ROMA - Prima Repubblica, quanti rimpianti. Aveva una virtù in più rispetto all'attuale stagione politica: la capacità, tra avversari, di provare reciproca ''stima e rispetto''.
E' questo il senso del discorso che il Presidente della Camera Pierferdinando Casini ha tenuto in consiglio comunale a Cesena, durante la sua visita in Emilia-Romagna, dove è andato per commemorare due autorevoli esponenti della vecchia Dc, i senatori Giuseppe Medici e Furio Farabegoli.
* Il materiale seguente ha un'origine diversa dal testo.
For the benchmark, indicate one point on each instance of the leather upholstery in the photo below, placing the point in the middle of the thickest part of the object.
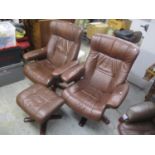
(129, 35)
(62, 48)
(139, 120)
(35, 54)
(104, 77)
(39, 102)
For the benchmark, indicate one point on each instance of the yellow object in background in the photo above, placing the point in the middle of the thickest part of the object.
(118, 24)
(96, 27)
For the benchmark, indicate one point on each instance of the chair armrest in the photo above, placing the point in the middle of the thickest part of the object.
(35, 54)
(141, 112)
(118, 95)
(58, 71)
(74, 73)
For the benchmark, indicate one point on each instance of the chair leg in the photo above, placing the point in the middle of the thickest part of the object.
(43, 128)
(83, 121)
(44, 125)
(28, 119)
(105, 120)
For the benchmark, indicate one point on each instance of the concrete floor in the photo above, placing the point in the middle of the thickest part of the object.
(11, 116)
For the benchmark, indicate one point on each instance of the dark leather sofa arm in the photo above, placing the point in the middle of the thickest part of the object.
(74, 73)
(118, 95)
(57, 72)
(140, 112)
(35, 54)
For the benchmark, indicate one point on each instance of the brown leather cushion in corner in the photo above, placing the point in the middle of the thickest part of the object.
(39, 102)
(39, 71)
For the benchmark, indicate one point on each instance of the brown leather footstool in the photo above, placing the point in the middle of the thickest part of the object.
(40, 103)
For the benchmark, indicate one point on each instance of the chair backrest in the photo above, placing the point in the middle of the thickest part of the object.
(64, 43)
(109, 61)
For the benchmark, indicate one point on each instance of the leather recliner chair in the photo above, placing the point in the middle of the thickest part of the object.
(138, 120)
(59, 55)
(103, 83)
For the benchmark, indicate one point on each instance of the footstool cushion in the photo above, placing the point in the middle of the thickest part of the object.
(39, 102)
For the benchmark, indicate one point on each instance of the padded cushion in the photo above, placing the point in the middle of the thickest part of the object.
(39, 71)
(105, 73)
(86, 99)
(39, 102)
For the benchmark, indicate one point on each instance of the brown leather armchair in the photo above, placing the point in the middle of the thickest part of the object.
(138, 120)
(59, 55)
(103, 83)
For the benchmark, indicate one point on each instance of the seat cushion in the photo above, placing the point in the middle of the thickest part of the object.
(85, 100)
(39, 71)
(140, 128)
(39, 102)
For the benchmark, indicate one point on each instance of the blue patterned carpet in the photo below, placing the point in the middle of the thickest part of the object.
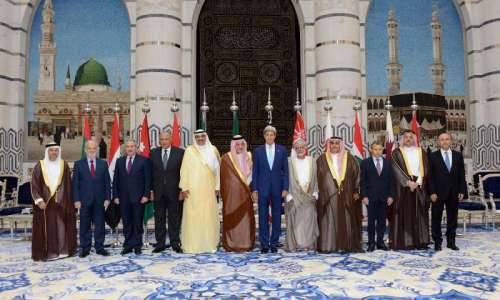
(472, 273)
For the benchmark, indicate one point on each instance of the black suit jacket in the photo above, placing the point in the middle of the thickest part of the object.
(132, 187)
(443, 183)
(376, 187)
(166, 182)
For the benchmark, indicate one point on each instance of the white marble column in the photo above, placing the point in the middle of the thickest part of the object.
(158, 62)
(13, 80)
(481, 25)
(338, 62)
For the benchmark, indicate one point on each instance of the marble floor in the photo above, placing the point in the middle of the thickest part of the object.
(472, 273)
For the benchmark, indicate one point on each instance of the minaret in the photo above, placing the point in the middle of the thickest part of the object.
(393, 68)
(47, 76)
(437, 68)
(67, 80)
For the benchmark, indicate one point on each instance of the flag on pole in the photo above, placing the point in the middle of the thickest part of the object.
(203, 121)
(86, 133)
(114, 149)
(176, 132)
(328, 131)
(144, 150)
(357, 149)
(299, 132)
(389, 142)
(414, 126)
(236, 124)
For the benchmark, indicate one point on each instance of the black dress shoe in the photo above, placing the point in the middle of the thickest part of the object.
(177, 248)
(159, 249)
(126, 251)
(84, 253)
(382, 247)
(102, 252)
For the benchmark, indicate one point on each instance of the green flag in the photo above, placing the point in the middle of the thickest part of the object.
(236, 124)
(203, 122)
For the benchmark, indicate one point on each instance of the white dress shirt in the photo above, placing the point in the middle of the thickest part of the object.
(270, 149)
(449, 156)
(381, 163)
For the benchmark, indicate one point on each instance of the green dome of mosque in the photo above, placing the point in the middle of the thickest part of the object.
(91, 72)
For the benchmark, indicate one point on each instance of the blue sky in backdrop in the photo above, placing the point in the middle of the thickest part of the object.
(84, 29)
(415, 45)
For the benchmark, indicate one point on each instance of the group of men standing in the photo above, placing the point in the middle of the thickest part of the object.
(322, 198)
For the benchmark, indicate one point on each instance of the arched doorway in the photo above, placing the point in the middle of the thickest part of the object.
(248, 47)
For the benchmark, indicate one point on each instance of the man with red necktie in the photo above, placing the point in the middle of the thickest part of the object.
(131, 190)
(91, 194)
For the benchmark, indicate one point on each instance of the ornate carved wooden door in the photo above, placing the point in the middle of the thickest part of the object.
(247, 46)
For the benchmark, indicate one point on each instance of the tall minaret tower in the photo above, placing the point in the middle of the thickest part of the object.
(437, 68)
(47, 76)
(393, 68)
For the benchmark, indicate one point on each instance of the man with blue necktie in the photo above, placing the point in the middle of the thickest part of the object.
(269, 185)
(91, 194)
(447, 187)
(131, 190)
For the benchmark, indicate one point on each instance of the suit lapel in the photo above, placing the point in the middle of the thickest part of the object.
(86, 167)
(443, 163)
(276, 151)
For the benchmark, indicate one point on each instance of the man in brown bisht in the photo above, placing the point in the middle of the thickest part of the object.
(238, 220)
(409, 218)
(54, 217)
(339, 207)
(300, 208)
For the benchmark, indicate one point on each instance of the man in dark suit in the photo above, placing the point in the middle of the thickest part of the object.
(91, 194)
(166, 167)
(131, 190)
(270, 184)
(447, 187)
(377, 192)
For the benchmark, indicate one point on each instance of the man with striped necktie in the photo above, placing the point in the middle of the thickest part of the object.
(447, 187)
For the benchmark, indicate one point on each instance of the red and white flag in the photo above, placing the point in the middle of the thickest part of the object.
(176, 132)
(114, 149)
(389, 142)
(144, 146)
(414, 127)
(357, 149)
(299, 132)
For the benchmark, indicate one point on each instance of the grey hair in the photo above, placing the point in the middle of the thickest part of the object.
(270, 128)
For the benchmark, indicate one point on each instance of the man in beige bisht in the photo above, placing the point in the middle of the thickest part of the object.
(54, 216)
(199, 185)
(300, 208)
(339, 206)
(238, 219)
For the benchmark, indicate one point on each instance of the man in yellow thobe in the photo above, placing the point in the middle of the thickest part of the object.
(199, 183)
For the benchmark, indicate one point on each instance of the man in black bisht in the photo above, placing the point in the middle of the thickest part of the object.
(447, 186)
(166, 166)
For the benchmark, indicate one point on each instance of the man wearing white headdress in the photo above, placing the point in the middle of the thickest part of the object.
(54, 217)
(300, 210)
(238, 220)
(409, 217)
(200, 180)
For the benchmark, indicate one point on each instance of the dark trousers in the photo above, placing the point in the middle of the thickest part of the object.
(263, 221)
(174, 208)
(132, 218)
(451, 219)
(377, 214)
(92, 214)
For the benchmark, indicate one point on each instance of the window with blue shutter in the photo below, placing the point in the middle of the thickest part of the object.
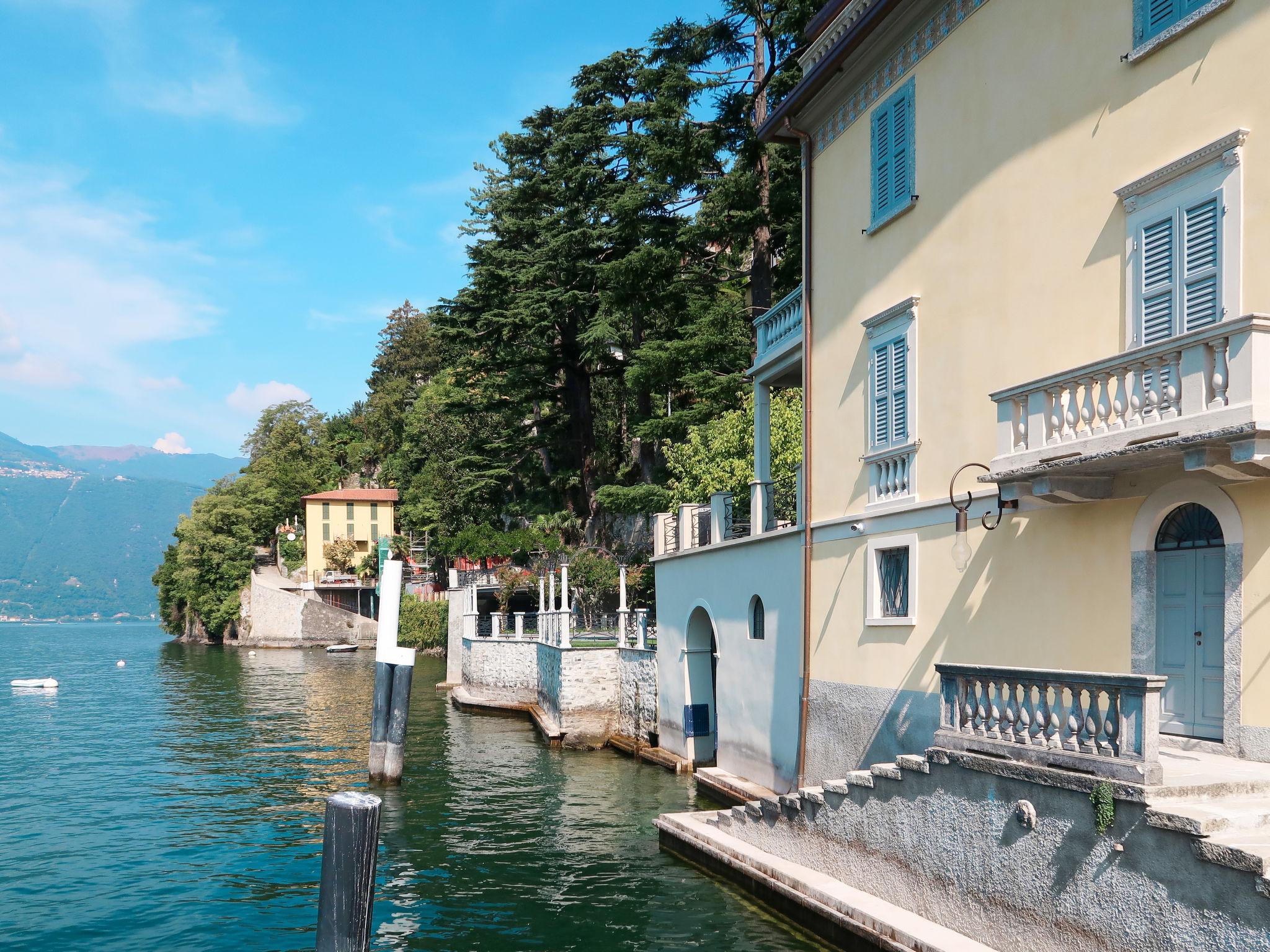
(889, 415)
(893, 156)
(1180, 267)
(1155, 17)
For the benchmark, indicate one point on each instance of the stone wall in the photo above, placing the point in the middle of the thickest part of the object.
(637, 692)
(950, 847)
(276, 619)
(506, 671)
(588, 695)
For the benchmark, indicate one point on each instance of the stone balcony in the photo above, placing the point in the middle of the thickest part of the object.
(1201, 399)
(779, 343)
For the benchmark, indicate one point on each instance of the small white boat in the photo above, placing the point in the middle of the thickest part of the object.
(33, 683)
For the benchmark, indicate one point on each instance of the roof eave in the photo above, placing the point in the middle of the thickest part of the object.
(814, 82)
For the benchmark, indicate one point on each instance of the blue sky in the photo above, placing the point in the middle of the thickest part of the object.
(208, 207)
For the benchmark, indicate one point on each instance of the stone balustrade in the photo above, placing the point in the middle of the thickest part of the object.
(890, 474)
(779, 325)
(1202, 381)
(1101, 724)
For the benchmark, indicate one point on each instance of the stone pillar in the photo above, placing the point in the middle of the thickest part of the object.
(762, 433)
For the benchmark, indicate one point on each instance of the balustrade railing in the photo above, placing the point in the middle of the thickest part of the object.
(1123, 398)
(781, 323)
(890, 474)
(1101, 724)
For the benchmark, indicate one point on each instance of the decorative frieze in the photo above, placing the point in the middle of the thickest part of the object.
(894, 68)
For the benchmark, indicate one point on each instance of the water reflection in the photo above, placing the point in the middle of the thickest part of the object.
(177, 804)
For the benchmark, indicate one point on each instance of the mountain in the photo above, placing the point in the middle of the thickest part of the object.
(83, 528)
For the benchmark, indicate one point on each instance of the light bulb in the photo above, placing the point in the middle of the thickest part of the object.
(961, 551)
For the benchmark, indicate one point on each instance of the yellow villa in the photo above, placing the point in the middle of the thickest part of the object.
(1033, 232)
(361, 514)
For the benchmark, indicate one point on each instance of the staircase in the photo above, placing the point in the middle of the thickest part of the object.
(1228, 823)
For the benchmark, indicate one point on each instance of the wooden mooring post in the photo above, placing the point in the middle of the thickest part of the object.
(346, 897)
(394, 671)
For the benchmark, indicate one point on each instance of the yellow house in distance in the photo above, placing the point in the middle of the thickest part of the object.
(361, 514)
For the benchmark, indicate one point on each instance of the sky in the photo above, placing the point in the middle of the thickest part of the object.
(206, 208)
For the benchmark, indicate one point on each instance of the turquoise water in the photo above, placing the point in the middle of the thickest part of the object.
(177, 803)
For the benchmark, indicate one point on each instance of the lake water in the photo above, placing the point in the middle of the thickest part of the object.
(177, 804)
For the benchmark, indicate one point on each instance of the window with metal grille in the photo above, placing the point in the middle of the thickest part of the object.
(893, 582)
(696, 720)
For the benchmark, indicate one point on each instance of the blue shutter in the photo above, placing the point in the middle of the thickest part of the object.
(900, 390)
(882, 169)
(892, 154)
(882, 395)
(1202, 250)
(1158, 284)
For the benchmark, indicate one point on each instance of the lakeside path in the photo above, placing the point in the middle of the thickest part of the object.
(177, 804)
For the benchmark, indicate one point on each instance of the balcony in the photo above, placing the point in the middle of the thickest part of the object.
(1198, 399)
(779, 340)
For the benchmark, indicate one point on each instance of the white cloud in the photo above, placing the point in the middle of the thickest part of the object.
(162, 384)
(172, 443)
(177, 59)
(252, 400)
(83, 282)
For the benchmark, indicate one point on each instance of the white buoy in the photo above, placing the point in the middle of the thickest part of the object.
(33, 683)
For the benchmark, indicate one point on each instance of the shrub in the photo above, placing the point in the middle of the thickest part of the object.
(424, 624)
(293, 553)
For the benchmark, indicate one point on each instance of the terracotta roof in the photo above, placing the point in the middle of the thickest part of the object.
(355, 495)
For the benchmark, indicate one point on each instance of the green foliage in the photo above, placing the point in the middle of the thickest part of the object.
(719, 456)
(1104, 806)
(422, 625)
(293, 552)
(634, 500)
(592, 576)
(488, 542)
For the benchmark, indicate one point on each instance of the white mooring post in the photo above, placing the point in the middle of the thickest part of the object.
(566, 611)
(623, 611)
(394, 671)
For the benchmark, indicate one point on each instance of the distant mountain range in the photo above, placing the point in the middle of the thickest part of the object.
(83, 528)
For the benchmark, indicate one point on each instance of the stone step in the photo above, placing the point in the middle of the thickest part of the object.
(1207, 816)
(890, 771)
(860, 778)
(1240, 850)
(813, 795)
(913, 762)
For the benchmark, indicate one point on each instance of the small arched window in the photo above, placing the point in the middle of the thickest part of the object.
(1189, 526)
(757, 620)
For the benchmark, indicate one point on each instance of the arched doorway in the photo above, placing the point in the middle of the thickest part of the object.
(700, 711)
(1191, 624)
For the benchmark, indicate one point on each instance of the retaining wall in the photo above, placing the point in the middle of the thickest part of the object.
(590, 694)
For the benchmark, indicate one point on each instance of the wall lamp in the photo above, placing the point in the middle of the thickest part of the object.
(961, 544)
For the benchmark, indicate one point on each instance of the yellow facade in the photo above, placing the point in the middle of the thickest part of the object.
(1026, 123)
(362, 521)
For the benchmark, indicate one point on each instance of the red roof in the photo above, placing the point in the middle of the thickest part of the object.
(355, 495)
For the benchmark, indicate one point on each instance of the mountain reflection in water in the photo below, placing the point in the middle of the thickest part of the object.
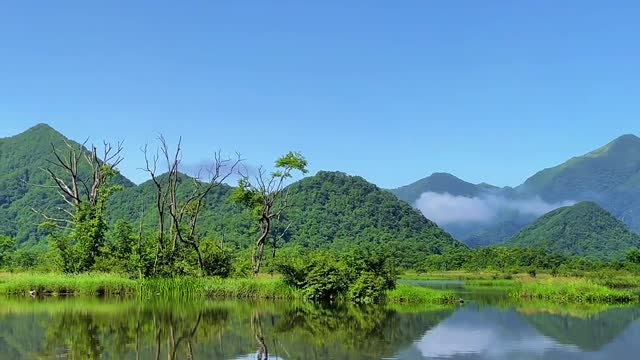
(100, 329)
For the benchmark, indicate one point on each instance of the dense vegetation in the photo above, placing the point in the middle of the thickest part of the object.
(584, 229)
(608, 176)
(331, 236)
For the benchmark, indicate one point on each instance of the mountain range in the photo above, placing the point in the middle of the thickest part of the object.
(329, 209)
(482, 214)
(335, 209)
(584, 229)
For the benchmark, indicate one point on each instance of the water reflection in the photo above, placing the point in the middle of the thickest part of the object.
(98, 329)
(491, 333)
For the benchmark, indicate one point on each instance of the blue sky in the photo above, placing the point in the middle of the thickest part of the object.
(390, 90)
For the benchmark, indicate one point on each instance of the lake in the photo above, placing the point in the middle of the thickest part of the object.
(490, 327)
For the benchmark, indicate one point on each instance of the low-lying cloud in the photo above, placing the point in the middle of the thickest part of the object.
(446, 208)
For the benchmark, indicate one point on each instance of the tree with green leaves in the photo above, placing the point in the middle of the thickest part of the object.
(266, 197)
(7, 247)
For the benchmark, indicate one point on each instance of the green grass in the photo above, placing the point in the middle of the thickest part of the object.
(218, 288)
(407, 294)
(56, 284)
(573, 290)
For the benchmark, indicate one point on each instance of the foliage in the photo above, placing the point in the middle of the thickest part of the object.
(266, 198)
(584, 229)
(573, 291)
(332, 210)
(356, 276)
(420, 295)
(218, 258)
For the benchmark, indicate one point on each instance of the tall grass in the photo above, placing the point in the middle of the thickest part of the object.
(573, 290)
(407, 294)
(97, 284)
(218, 288)
(57, 284)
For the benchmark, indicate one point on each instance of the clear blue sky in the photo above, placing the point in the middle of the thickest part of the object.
(390, 90)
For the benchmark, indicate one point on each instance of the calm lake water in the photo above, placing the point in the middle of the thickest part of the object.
(489, 328)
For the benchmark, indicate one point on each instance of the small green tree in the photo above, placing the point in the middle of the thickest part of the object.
(7, 247)
(266, 198)
(633, 256)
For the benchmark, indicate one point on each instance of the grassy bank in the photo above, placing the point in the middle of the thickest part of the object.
(218, 288)
(185, 288)
(407, 294)
(56, 284)
(573, 290)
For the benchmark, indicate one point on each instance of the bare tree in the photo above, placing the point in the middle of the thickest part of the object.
(182, 214)
(267, 198)
(81, 178)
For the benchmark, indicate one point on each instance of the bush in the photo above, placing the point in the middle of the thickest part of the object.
(368, 289)
(360, 277)
(217, 259)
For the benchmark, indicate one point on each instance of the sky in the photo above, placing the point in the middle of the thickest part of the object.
(491, 91)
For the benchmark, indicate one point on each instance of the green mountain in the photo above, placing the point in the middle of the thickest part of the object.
(475, 234)
(332, 207)
(440, 183)
(23, 183)
(328, 209)
(584, 229)
(609, 176)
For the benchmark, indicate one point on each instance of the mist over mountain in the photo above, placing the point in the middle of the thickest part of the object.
(480, 214)
(329, 209)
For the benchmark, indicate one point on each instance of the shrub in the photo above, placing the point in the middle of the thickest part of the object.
(368, 289)
(217, 259)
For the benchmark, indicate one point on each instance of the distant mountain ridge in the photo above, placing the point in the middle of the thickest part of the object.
(330, 209)
(23, 183)
(608, 176)
(584, 229)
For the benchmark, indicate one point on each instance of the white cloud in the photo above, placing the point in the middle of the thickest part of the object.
(446, 208)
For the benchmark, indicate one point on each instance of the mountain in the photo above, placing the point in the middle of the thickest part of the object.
(25, 185)
(502, 225)
(335, 208)
(440, 183)
(609, 176)
(328, 210)
(584, 229)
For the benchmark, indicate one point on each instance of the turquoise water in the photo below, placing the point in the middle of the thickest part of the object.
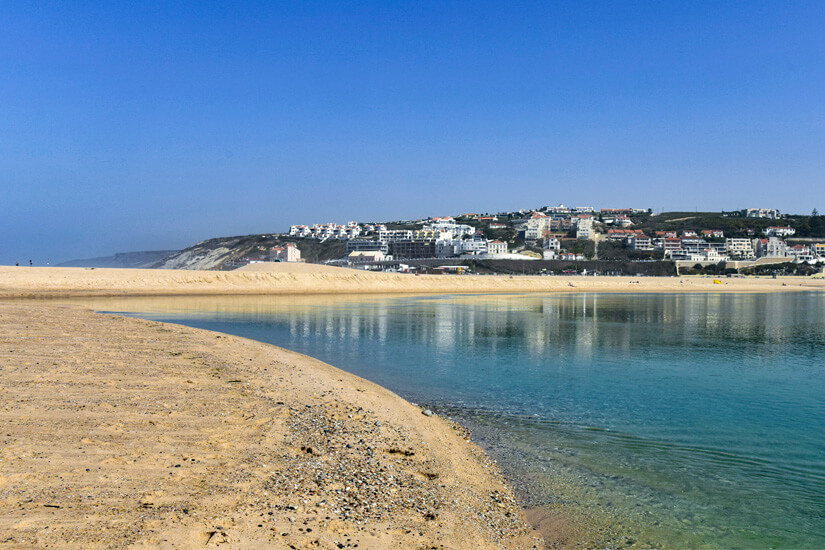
(668, 420)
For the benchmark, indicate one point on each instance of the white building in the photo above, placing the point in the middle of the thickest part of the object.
(584, 228)
(740, 249)
(640, 242)
(774, 231)
(773, 247)
(389, 235)
(287, 253)
(552, 243)
(496, 247)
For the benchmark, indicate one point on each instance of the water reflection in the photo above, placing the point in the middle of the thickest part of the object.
(705, 405)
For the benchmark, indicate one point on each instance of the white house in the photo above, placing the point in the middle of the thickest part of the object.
(740, 248)
(496, 247)
(774, 231)
(287, 253)
(584, 228)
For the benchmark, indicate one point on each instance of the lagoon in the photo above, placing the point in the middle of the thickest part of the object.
(660, 420)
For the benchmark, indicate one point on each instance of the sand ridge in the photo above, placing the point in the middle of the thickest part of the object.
(275, 278)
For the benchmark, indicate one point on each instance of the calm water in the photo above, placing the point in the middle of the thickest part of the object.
(672, 420)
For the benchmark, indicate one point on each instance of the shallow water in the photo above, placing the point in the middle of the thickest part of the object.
(664, 420)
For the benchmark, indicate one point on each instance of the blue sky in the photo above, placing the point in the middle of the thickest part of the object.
(153, 125)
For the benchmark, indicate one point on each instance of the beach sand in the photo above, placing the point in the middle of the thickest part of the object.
(284, 278)
(118, 432)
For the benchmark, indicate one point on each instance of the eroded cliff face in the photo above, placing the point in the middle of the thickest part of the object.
(230, 252)
(217, 253)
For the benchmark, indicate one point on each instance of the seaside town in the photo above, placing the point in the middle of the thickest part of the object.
(747, 237)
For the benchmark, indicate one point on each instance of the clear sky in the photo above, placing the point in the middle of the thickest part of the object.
(147, 125)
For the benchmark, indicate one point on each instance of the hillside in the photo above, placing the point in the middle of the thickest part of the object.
(228, 252)
(135, 260)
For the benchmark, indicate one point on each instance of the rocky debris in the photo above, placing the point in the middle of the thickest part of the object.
(126, 433)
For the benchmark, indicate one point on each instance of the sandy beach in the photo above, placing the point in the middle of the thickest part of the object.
(283, 278)
(118, 432)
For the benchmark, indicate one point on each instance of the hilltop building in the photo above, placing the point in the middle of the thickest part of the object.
(287, 253)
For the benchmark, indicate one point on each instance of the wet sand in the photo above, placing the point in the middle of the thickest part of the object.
(282, 278)
(119, 432)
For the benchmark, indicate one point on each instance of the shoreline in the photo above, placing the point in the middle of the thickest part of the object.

Casini li ha definiti ''grandi protagonisti della cosiddetta prima repubblica, uomini di un'epoca in cui la politica non era vissuta come un continuo scontro all' arma bianca, con polemiche spesso sopra le righe''. ''Le battaglie politiche - ha detto ancora il Presidente della Camera - sono legittime ma bisogna distinguere lo scontro politico dalla faziosità e dall' arroganza''.
Farabegoli e Medici hanno vissuto ''in un periodo in cui si era capaci di dimostrare stima dei propri avversari, che evidentemente erano capaci di meritarsela''. Insomma, i rapporti tra maggioranza e opposizione erano di altro livello: ''Bisogna fermarsi prima del limite - ha ammonito infatti Casini - perché un rapporto dialettico anche di scontro, ma che non trascenda questi confini, serve alla vita democratica e alle istituzioni. Serve molto meno la delegittimazione continuata e ripetuta dell'avversario''.
Casini ha quindi ribadito che ''la maggioranza ha il compito di governare e l' opposizione ha il compito e il diritto di controllo e di fare proposte alternative. Perché questa è la sostanza della democrazia''.